Mit ihren Treckern und Familien stellen sich Landwirte aus Sülldorf und Rissen vor dem Altonaer Rathaus auf.

Sülldorfer Landwirte verschaffen sich Gehör im Bezirksamt

Bezirksamtsleiterin Liane Melzer schaut sich den Aufmarsch lieber erstmal aus der Distanz an. Sülldorfer und Rissener Landwirte rangieren ihre Trecker vor das Altonaer Rathaus. Als sie die Chefin des Hauses auffordern, kommt sie zögerlich näher. Schüttelt Hände, lächelt und nimmt für Fotos die Obstkiste mit mehr als 2.000 unterschriebenen Protestkarten entgegen.
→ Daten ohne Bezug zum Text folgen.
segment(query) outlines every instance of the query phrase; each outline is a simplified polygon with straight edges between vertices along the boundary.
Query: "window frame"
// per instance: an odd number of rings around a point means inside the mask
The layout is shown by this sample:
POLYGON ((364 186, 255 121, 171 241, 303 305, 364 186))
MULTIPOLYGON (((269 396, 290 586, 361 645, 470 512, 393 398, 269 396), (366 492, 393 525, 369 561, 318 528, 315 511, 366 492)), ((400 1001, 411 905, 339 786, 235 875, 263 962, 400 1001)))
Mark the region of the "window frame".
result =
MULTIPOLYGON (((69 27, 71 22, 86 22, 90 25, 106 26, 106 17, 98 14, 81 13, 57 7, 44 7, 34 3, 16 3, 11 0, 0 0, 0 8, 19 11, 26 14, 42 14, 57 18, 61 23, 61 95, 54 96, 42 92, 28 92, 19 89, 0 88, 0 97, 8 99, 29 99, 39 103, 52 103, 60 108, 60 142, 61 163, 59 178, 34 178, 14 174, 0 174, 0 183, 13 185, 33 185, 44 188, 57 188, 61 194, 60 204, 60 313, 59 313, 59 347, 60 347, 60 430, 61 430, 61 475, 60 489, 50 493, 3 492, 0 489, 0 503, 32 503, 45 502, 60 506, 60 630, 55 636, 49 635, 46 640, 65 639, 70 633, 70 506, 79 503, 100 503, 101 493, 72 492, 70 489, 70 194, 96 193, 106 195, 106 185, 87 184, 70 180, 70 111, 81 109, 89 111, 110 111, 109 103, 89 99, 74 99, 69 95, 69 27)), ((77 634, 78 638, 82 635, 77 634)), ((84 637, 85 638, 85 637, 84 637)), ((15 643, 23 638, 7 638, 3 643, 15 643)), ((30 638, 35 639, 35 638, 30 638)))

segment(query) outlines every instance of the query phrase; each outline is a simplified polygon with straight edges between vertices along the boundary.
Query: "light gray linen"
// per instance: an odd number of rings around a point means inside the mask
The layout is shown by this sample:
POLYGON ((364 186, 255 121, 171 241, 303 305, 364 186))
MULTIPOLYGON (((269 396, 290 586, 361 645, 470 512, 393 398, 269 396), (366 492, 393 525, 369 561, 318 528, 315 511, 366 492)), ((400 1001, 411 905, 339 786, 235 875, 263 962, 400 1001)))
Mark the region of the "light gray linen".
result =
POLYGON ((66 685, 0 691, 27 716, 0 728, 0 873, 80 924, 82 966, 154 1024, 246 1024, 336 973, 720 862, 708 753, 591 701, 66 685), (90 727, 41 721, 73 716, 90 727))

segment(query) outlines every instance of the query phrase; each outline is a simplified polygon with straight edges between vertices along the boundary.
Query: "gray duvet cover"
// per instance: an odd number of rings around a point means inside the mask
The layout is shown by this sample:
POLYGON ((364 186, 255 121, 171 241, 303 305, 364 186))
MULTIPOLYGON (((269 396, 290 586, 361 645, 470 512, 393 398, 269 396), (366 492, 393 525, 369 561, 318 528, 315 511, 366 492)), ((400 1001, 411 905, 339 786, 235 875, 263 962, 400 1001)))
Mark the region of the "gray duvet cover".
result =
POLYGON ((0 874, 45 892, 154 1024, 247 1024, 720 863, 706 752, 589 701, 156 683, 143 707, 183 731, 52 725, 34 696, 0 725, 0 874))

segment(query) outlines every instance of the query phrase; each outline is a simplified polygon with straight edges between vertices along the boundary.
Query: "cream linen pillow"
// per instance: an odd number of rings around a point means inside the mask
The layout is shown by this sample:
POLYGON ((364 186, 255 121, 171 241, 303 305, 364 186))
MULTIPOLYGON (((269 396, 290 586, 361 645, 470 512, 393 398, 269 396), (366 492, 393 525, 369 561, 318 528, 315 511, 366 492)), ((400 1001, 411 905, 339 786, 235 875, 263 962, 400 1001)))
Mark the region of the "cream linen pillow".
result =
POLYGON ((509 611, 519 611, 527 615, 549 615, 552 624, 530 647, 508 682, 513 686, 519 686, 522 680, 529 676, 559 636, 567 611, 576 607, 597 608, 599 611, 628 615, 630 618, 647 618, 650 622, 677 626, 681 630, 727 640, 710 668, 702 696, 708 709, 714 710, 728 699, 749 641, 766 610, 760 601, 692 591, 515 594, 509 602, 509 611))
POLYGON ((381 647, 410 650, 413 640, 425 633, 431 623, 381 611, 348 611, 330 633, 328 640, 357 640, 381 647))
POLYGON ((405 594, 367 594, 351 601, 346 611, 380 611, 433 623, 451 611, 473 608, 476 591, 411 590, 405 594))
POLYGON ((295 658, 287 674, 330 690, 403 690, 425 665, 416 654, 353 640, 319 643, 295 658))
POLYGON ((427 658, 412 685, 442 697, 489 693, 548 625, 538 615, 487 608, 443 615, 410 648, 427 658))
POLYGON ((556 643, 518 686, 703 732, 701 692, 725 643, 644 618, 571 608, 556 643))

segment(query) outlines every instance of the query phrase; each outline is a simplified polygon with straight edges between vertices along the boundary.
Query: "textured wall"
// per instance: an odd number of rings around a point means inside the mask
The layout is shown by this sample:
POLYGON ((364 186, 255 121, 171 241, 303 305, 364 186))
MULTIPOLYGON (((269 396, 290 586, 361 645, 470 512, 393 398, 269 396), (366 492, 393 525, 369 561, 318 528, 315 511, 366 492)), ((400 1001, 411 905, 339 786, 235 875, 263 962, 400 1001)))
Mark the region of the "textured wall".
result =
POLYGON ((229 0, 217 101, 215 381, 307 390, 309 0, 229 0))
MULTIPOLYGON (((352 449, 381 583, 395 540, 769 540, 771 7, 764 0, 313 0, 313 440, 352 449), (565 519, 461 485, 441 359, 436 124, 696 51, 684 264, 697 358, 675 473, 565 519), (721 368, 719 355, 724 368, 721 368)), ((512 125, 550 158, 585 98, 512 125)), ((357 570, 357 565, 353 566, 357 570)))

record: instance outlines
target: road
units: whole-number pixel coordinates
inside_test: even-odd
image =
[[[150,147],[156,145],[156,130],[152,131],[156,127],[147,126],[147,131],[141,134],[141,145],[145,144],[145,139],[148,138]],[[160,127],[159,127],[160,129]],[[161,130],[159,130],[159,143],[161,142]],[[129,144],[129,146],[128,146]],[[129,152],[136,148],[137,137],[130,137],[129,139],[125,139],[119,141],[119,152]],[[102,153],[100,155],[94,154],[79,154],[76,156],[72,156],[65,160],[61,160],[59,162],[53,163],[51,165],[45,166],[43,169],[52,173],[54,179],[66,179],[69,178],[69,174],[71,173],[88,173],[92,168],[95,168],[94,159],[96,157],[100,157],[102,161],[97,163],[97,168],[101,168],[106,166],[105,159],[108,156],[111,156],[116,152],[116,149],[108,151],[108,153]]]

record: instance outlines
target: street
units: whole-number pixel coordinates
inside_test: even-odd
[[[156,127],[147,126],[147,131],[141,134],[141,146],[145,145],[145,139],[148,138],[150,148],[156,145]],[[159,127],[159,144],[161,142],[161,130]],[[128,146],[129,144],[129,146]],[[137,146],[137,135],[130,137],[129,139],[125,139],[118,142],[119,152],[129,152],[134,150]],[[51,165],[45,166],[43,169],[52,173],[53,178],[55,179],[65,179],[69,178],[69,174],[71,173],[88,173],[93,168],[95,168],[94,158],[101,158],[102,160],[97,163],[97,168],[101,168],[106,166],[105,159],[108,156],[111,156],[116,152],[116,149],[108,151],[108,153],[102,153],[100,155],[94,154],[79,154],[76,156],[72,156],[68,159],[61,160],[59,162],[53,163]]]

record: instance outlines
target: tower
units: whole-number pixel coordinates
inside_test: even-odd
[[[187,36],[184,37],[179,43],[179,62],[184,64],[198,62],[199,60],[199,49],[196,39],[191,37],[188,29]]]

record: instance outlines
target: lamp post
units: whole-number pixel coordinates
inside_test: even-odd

Die Landwirte sind gekommen, um sich Gehör zu verschaffen. Seit mehr als zehn Jahren kämpfen sie gegen das Bebauungsplanverfahren „Rissen 44/Sülldorf 18/Iserbrook 26“. Die geplanten Änderungen würden 16 von 18 Betrieben ruinieren.
Was fast noch schwerer wiegt: Die Interessenvertreter der Landwirte, wie etwa der Bauernverband oder die Landwirtschaftskammer, sind nie in die Planungen eingebunden worden. So sehen das die Landwirte. Sie fühlen sich nicht ernstgenommen. Und zweifeln immer noch daran, dass der neu ins Leben gerufene runde Tisch tatsächlich was bringt. Denn zu oft seien Absprachen in der Vergangenheit nicht eingehalten worden.
Nun saßen sie außerplanmäßig gemeinsam am runden Tisch: einige Landwirte, Melzer, Landschaftsplaner Stephan Landgraf und Frank Conrad, Leiter des Fachamts für Stadt- und Landschaftsplanung.
Tenor des Austauschs: Es soll so viele Gesprächstermine wie nötig geben, um einen Konsens zu finden.